Tanvir Sufi, who led a delegation of Pakistan Soap Manufacturers Association (PSMA) during their visit to Karachi Chamber of Commerce and Industry (KCCI), said that FBR should focus on revenue generation and seek ways on how to further enhance low tax base whereas an independent body should be formed to devise various economic policies including the federal budget of the country.
This independent body, he added, should comprise of all stakeholders including experts, economists, intellectuals, prominent businessmen & industrialists along with representatives of Chambers of Commerce & Industry which, if done, would certainly create an enabling atmosphere for everyone, besides ensure progress and prosperity for the country.
President KCCI, Abdullah Zaki and KCCI Managing Committee members Zafar Saeed Baghpatee, Muhammad Saqib, Abid Nisar and Asif Nisar were also present at the meeting while PSMA delegation comprised of its Chairman, Tanvir Ahmed Sufi, Muhammad Ali Zia, Tariq Zakaria, Shehzad Mushtaq Paracha, Syed Anwar Sohail Rizvi, Tahir Zaman, Naveed Farooq Faridi, Muhammad Haroon Potiawala and others.
Tanvir Ahmed sought KCCI’s assistance in convincing the government to form the proposed independent body which will be responsible for reviewing the overall business climate along with various economic indicators and accordingly devise policies in the larger interest of the country.
“Currently, FBR’s policies are focused more on revenue generation and the government ignores needs and requirements of industries.
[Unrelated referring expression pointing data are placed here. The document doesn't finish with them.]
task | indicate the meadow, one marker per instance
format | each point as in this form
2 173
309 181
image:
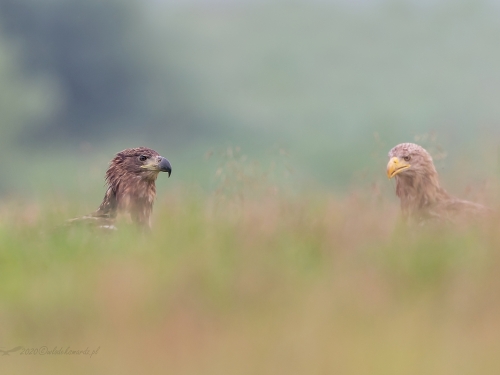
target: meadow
250 278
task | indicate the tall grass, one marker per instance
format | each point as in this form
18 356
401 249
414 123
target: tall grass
238 283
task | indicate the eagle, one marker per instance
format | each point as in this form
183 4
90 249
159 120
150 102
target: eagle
131 189
423 200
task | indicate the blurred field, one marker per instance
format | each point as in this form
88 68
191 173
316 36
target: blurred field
252 279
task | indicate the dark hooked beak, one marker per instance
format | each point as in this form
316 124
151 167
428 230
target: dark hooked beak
164 166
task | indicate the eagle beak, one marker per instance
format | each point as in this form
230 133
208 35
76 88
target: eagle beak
164 166
396 166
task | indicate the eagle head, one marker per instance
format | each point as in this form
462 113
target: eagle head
408 161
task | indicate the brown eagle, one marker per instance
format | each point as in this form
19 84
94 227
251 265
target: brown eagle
423 200
131 189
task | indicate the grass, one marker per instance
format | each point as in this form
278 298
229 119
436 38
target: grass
232 284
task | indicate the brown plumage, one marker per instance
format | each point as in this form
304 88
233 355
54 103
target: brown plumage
422 198
131 189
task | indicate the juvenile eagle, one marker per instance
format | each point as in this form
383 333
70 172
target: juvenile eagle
422 199
131 189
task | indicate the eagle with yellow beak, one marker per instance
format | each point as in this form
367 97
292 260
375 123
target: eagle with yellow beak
131 188
422 198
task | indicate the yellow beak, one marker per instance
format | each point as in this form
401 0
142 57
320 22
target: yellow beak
396 166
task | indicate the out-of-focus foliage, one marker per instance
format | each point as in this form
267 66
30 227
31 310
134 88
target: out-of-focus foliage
264 285
23 102
329 83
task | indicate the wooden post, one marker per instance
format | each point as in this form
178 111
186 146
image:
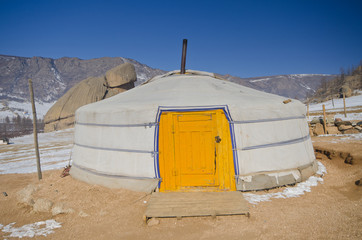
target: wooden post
324 119
332 101
35 130
344 105
308 110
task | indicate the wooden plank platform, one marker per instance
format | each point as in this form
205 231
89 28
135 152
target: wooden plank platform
192 204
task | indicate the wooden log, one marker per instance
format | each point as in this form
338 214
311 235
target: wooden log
344 105
35 130
324 119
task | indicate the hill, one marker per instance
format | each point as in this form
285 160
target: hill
53 77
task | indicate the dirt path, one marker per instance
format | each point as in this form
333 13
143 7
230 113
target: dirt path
332 210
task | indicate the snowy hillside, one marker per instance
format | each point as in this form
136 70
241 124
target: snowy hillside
353 107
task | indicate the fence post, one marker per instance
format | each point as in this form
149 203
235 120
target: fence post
344 105
308 110
324 119
35 129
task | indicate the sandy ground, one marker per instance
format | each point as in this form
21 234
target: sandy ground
332 210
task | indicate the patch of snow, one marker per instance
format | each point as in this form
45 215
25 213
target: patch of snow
308 75
306 86
19 157
42 228
296 191
260 80
353 101
24 109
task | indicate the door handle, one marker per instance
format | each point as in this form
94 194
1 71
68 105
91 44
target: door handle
215 161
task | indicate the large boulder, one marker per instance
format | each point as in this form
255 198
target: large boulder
120 75
61 114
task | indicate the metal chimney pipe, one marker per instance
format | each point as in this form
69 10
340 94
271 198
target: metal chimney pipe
183 58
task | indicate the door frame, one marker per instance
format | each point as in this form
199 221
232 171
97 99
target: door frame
162 109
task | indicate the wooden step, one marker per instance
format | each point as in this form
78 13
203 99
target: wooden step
192 204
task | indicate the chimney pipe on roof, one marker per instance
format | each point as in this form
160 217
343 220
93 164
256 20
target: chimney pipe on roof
183 58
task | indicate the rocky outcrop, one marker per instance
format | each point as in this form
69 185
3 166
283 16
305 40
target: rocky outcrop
61 114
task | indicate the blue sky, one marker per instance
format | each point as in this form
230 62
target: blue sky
241 38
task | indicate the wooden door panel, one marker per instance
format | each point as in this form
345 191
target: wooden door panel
195 149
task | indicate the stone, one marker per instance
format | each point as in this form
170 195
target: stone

The negative consequences of overburdening the existing taxpayers are also being neglected which is likely to keep various economic indicators depressed”, he added.
He said that obsolete tax policy needs to be revised as most of the decades old tax collections measures cannot be applied nowadays. The old tax policy gives enough room for tax evasion and corruption.
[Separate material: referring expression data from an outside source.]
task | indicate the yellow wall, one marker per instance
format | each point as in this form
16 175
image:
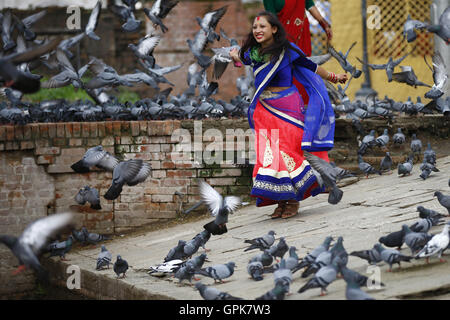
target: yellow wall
347 28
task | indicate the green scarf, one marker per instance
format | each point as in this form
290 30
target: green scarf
255 56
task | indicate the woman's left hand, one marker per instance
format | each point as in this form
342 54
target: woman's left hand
342 77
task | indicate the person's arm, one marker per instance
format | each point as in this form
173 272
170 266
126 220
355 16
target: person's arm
323 23
273 6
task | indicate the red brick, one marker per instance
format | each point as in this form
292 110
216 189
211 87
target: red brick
9 132
18 132
60 131
51 130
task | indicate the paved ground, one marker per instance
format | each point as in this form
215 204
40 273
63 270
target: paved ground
369 209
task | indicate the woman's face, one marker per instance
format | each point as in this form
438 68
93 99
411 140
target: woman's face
263 31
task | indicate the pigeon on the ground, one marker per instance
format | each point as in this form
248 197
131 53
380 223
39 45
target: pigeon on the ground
327 175
436 245
120 267
440 77
399 138
386 163
256 270
159 10
393 239
219 207
261 243
414 240
323 277
391 256
443 200
211 293
366 168
405 168
95 156
88 194
372 256
130 172
103 259
34 239
176 252
311 257
218 272
61 248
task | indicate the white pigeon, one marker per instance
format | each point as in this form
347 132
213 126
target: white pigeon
436 245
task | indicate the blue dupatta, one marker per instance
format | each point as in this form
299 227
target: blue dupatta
320 121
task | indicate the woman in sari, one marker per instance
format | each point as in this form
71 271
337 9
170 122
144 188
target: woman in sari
283 125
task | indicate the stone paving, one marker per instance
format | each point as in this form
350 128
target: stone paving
370 208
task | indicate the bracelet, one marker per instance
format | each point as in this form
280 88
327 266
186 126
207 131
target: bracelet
332 77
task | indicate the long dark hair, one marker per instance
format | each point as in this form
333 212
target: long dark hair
280 39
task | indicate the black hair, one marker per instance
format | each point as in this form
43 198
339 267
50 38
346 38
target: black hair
280 39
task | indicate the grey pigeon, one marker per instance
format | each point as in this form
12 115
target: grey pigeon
342 59
261 243
436 246
218 272
94 238
405 168
103 259
95 156
176 252
372 256
409 28
414 240
256 270
366 168
34 239
159 10
322 278
386 163
428 213
219 207
88 194
278 250
61 248
440 77
399 137
120 267
327 175
93 21
391 256
211 293
311 257
443 200
129 172
354 292
264 257
426 169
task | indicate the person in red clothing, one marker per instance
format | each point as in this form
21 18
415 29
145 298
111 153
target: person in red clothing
292 14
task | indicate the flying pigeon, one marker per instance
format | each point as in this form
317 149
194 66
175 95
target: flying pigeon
120 267
443 200
218 272
95 156
261 243
88 194
103 259
34 239
219 207
130 172
211 293
327 175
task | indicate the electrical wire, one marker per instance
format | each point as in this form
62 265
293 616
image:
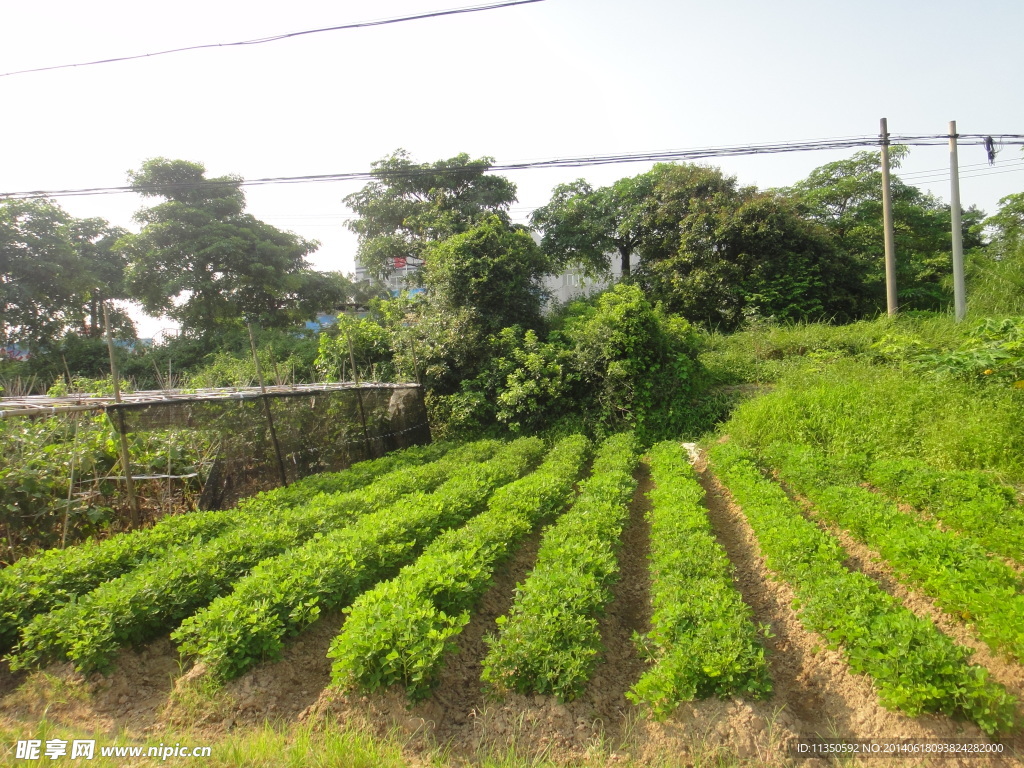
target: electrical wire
286 36
667 156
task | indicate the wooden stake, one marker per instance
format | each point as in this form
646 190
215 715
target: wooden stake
136 518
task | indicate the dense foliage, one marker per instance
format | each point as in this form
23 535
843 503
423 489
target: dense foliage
702 640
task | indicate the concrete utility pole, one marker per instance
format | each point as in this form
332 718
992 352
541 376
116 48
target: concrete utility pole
960 289
887 215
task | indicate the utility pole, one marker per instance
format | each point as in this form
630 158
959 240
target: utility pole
960 289
887 215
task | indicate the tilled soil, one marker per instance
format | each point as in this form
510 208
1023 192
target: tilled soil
815 693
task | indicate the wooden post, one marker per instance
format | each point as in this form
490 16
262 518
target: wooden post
266 408
125 456
358 393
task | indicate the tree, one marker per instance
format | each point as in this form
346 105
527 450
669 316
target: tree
410 205
751 255
995 275
204 261
493 270
54 272
102 274
846 197
38 271
584 226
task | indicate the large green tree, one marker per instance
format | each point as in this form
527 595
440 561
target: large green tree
846 197
411 205
55 270
586 226
493 269
39 272
204 261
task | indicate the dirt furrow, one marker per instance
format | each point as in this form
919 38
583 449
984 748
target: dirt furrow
869 562
815 691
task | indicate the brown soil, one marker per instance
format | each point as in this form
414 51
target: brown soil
150 692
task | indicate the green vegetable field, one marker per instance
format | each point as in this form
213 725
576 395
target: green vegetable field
841 558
Speaking on the occasion, President KCCI Abdullah Zaki said that although the government has formulated a Business Advisory Council to take business community on board in the decision-making process but it needs to be made more effective with a view to ensure that the decisions taken and consensus reached during advisory council’s meeting are timely implemented in letter and spirit.
He pointed out that harassment and mistrust are the main issues being faced by taxpayers who, despite facing severe hardships in dealing with FBR authorities, continue to clear their tax liabilities on time but they are constantly being discouraged and after witnessing the trouble being faced by existing taxpayers, the non-taxpayers prefer staying away from FBR.
Complex procedures in filing tax returns need to be simplified and it is high time that FBR must come up with a one-window automated facility for the entire tax collection process which would not only help in minimizing the problems being faced by taxpayers but will also effectively deal with widespread corruption, Abdullah added.
He assured PSMA delegation that their suggestions to keep FBR confined to revenue generation only and to establish a separate and independent body for devising economic policies of the country will certainly be raised in the next meeting of Business Advisory Council.
In the end, Abdullah Zaki, while stressing the need for coordinated efforts, extended full support and cooperation to PSMA delegation in dealing with various issues.